Streaming ML on GCP with Pub/Sub, Cloud Functions, BigQuery, and Vertex AI; unsupervised models (dense autoencoder, OCSVM, Isolation Forest) evaluated via Silhouette and Mann-Whitney; end-to-end latency under a second.
Duration
Introduction
Built a real-time ML pipeline to detect on-chain trading anomalies in Osmosis, estimate market impact, and trigger alerts in milliseconds—surfacing signal before price moves are obvious. The system runs streaming ingestion on Pub/Sub and Cloud Functions with BigQuery and Vertex AI for training/serving, leveraging unsupervised models validated by Silhouette and Mann-Whitney tests.
The Challenge
The challenge was to separate signal from noise in a continuous stream of millions of transactions.
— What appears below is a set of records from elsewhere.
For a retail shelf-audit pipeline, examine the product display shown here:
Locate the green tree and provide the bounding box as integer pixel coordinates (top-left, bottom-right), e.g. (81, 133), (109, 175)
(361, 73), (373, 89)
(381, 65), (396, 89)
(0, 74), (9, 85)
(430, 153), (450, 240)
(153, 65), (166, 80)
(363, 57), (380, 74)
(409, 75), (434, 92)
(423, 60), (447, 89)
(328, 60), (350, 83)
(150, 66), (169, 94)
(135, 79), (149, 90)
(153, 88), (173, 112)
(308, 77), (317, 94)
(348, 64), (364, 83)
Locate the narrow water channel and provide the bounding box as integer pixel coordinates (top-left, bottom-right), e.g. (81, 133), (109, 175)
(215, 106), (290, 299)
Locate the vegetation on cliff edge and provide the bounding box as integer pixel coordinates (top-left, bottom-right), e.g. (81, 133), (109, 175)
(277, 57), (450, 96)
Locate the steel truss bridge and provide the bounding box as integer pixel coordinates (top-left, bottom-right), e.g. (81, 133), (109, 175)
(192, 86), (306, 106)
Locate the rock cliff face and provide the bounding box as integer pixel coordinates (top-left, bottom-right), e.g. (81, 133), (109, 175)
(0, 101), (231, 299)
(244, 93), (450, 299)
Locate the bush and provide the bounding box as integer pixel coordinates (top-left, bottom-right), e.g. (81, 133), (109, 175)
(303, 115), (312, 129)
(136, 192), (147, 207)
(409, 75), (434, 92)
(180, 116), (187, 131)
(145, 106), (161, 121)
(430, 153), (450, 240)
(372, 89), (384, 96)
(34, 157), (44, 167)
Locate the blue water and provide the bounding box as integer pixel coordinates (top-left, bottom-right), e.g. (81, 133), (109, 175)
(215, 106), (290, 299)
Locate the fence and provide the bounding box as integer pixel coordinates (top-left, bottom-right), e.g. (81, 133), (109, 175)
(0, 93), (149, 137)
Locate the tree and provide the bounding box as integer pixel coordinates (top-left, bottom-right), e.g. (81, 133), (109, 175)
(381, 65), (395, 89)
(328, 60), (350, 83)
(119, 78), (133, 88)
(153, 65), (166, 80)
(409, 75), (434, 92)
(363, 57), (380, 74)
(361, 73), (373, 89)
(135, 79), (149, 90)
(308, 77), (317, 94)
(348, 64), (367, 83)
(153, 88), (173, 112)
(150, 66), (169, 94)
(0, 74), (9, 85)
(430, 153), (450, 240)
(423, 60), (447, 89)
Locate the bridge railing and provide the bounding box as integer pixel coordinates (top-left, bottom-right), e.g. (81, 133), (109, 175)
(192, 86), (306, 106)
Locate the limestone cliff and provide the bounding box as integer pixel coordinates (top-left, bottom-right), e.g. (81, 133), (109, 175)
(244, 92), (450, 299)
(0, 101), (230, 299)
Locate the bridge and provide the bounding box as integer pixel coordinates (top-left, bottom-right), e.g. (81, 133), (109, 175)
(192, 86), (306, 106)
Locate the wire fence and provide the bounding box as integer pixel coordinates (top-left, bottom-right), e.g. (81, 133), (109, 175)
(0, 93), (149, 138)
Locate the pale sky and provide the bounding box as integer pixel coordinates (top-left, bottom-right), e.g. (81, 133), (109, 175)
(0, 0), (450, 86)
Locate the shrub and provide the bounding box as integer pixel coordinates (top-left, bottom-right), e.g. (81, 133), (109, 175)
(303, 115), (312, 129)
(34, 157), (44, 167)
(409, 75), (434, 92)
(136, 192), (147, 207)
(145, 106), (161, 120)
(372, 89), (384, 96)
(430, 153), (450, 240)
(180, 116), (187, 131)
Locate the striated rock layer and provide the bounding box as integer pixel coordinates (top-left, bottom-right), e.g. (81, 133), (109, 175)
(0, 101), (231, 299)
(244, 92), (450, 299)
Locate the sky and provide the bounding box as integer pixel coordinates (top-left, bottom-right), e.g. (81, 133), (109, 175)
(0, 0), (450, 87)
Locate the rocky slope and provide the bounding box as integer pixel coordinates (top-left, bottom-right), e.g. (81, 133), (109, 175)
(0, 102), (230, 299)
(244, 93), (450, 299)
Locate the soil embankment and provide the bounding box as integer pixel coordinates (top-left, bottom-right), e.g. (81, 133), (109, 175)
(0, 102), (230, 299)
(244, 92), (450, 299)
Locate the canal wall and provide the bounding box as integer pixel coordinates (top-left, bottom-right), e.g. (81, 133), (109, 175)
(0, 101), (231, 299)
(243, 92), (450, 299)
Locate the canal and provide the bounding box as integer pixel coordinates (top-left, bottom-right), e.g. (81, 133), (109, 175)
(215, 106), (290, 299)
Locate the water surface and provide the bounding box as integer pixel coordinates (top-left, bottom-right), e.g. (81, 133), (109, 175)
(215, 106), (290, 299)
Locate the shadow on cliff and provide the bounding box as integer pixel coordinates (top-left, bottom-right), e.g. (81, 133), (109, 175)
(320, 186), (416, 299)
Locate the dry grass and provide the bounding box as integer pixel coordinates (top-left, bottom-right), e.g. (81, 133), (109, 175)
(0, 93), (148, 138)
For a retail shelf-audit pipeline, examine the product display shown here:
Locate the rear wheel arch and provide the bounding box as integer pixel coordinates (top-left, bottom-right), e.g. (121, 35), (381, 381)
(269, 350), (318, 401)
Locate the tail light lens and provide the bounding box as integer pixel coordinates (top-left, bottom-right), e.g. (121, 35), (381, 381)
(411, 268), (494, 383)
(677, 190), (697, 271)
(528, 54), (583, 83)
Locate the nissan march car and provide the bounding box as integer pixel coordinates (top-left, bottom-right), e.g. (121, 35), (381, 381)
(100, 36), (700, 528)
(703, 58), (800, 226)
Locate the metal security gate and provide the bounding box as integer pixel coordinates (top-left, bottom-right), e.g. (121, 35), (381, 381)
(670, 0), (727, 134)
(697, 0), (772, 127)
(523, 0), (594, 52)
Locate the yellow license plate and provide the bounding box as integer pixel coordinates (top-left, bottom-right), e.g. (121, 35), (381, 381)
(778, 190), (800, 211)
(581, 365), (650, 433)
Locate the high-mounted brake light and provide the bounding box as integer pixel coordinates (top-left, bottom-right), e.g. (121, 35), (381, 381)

Beyond working without labels (unsupervised) and handling pattern drift, the infrastructure had to operate with sub-second latency to turn data into truly actionable signal.
Solution & Approach
The solution was an end-to-end research platform that combines unsupervised models with a real-time infrastructure designed to be reliable and efficient:
ML/DL Model Research
- Dense autoencoder, One-Class SVM, and Isolation Forest as primary models.
- K-Means and baseline approaches for contrast; outlier ratio fixed at 5% for tests.
- Feature engineering: gas patterns, wallet clustering, cross-chain activity.
- Label-free evaluation with Silhouette Score and population comparison.
Real-Time Infrastructure (GCP)
- Pub/Sub for ingestion from blockchain nodes.
- Cloud Functions processing transactions with <1 s latency.
- Firestore for real-time alert delivery to dashboards.
- BigQuery for historical analysis and model training.
MLOps & Automation
- Vertex AI for automated training and deployment.
- CI/CD for zero-downtime model releases.
- A/B testing across model versions.
- Monitoring for prediction accuracy and latency.
Results & Impact
The platform consistently surfaced actionable patterns: dense autoencoder achieved a Silhouette score of 0.909, alerts fired in under 5 seconds from confirmation, and whale accumulation was detected ahead of rallies. Sub-second processing and automated deployments turned research into repeatable intelligence suitable for production-grade anomaly detection.
Research Findings
- Silhouette 0.909 with dense autoencoder; stronger results than SVM and Isolation Forest.
- Alerts in <5 s from transaction confirmation.
- Consistently detected whale accumulation patterns prior to rallies.
- Mann-Whitney tests showed significant differences in volatility, price, and volume.
Technical Achievement
- End-to-end ML pipeline with sub-second latency.
- Automated releases: hours to minutes per model update.
- Efficient GCP architecture processing millions of transactions.
- Reusable framework for on-chain ML research.
The project shows that real-time on-chain analysis can anticipate actionable market intelligence. While research-focused, the infrastructure and models are applicable to production environments to detect significant moves before they are broadly recognized.